New York officials vote to scrap edTPA teacher certification exam

A Bronx elementary school teacher does a reading lesson. State officials voted to stop requiring the edTPA, a controversial national assessment that prospective teachers in New York must pass to earn their certification. (Alex Zimmerman / Chalkbeat)

Prospective teachers in New York state will no longer have to take the controversial edTPA, a national assessment that some have criticized as being a barrier to diversifying and growing the teacher workforce. 

New York’s Board of Regents, the state’s education policymaking body, voted unanimously Tuesday to remove the multi-part exam as a requirement for earning a teaching certificate. The change goes into effect April 27. 

Members of the board did not discuss the matter before approving the change. But several Regents applauded the idea when it was first proposed in December, with New York City-based Regent Kathleen Cashin calling it “a very good move.”

The edTPA, which comes with a $300 fee and is assessed by Pearson, involves multiple parts.

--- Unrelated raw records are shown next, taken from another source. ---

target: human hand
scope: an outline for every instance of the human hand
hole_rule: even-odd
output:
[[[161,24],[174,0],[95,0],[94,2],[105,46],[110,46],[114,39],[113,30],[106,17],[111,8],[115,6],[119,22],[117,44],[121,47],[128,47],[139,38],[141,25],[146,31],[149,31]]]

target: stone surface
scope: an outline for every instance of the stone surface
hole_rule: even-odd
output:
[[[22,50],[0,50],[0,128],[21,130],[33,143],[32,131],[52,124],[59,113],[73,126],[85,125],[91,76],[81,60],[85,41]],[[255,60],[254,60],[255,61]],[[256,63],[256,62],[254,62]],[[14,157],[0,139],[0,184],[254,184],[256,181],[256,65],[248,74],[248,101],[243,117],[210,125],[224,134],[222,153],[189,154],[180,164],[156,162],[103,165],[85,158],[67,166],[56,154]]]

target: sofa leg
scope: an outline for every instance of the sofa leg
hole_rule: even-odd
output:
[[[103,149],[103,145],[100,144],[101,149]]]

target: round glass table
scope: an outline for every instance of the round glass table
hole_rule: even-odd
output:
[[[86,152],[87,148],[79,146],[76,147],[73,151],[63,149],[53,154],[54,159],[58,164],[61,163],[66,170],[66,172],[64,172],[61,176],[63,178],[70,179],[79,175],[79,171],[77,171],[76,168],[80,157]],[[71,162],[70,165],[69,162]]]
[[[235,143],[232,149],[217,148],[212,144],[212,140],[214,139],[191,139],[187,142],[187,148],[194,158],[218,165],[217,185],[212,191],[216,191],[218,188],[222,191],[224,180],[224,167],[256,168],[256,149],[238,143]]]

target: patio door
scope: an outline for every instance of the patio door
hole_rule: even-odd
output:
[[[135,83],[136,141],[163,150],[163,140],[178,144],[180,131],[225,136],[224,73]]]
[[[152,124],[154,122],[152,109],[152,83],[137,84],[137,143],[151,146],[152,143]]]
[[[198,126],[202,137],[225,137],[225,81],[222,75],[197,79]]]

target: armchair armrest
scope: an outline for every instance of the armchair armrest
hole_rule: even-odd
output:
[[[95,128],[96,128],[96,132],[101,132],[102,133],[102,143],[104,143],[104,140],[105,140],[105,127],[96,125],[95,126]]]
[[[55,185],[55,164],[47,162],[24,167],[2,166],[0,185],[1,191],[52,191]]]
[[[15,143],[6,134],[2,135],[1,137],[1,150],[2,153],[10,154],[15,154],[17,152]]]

Teacher candidates must provide a portfolio of work, video recordings of their classroom instruction, their lesson plans, analyses of their students’ progress, and their reflections from classroom practices. 

The pandemic helped drive the state’s decision to scrap the requirement, and follows reforms in recent years to teacher certification in New York. New Jersey educators have also recently pushed to get rid of the test. 

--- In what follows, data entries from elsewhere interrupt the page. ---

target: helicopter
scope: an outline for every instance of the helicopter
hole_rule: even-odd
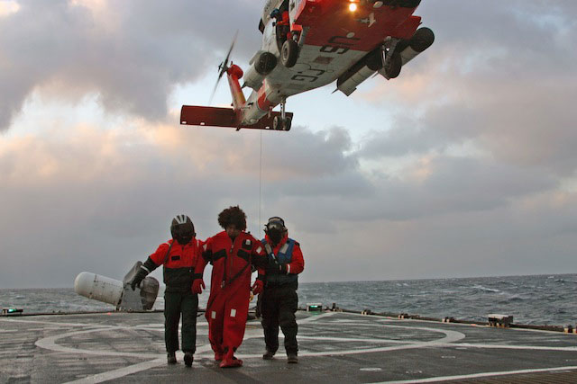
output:
[[[180,124],[288,131],[289,96],[334,82],[334,92],[349,96],[370,77],[398,77],[435,41],[414,14],[420,2],[267,0],[259,22],[262,45],[246,73],[230,61],[236,37],[218,67],[216,85],[226,75],[232,108],[183,105]],[[252,90],[248,99],[243,88]]]

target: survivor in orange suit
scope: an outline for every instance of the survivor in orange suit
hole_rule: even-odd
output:
[[[259,278],[252,291],[260,293],[263,287],[267,257],[261,242],[246,229],[246,215],[239,207],[230,207],[218,215],[218,223],[224,231],[206,239],[203,257],[195,268],[192,290],[200,293],[205,287],[202,280],[206,263],[213,264],[210,296],[205,316],[208,321],[208,339],[215,360],[220,367],[240,367],[243,361],[234,352],[243,343],[249,310],[252,267],[259,267]]]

During the public health crisis, state education officials have allowed teaching candidates to take a written exam in lieu of the edTPA, and teacher prep program leaders embraced the change. That led many of them to ask for the removal of the test altogether, William Murphy, the state education department’s deputy commissioner of higher education, told the Regents in December.

Program leaders reported that their students were more focused on completing edTPA requirements than learning from their student teaching experiences, according to Murphy. It was also challenging for them to manage the multiple components of the exam. 

In lieu of the exam, teacher preparation programs will be required by Sept. 1, 2023, to create their own “multi-measure assessment” that stacks up with New York’s teaching standards. 

Union hails end of test, but questions remain

Critics have long worried that the exam shut out candidates of color from the teaching workforce, which faces a shortage. In 2017, New York officials reported that Black test takers were nearly twice as likely to fail the edTPA compared to their white or Hispanic peers. State officials have declined to share more recent test data.

The state’s teacher union celebrated the change, which has advocated against the test since New York first introduced the exam in 2014. Jolene DiBrango, the union’s executive vice president, said the union has long heard complaints about the exam as overly burdensome and led some candidates to quit teacher preparation programs. 

This is a “critical time” to ax the exam as the state faces a teacher shortage, DiBrango said. Union figures show that enrollment in state teaching programs has decreased by more than half since 2009.

“We have a great deal of respect and trust in our teacher prep programs across New York state,” DiBrango said. “We have seen in this state that one-size-fits-all doesn’t really fit anyone.”

But Dan Goldhaber, a researcher who helped study the effects of the edTPA in Washington state, noted that allowing teacher prep programs to create their own assessments will result in a patchwork of different requirements across the state. So it’s unclear, he said, that such a policy change will result in better qualified teachers. 

“Ultimately, I think that we need to try to judge what is happening in teacher preparation based on the impact that teachers, who are prepared, have on student outcomes,” Goldhaber told Chalkbeat when New York first proposed the change in December. 

It’s up to the state to try to understand whether these requirements “appear to be beneficial to students,” he said.

Goldhaber’s 2016 study found that Hispanic teacher candidates in Washington state were more than three times as likely to fail the exam as white candidates. 

That same study showed mixed evidence of a link between higher edTPA scores and effectiveness in instruction, measured by students’ scores in state reading and math tests. While there was a correlation between higher edTPA scores and student scores in math, there was no such correlation with reading scores.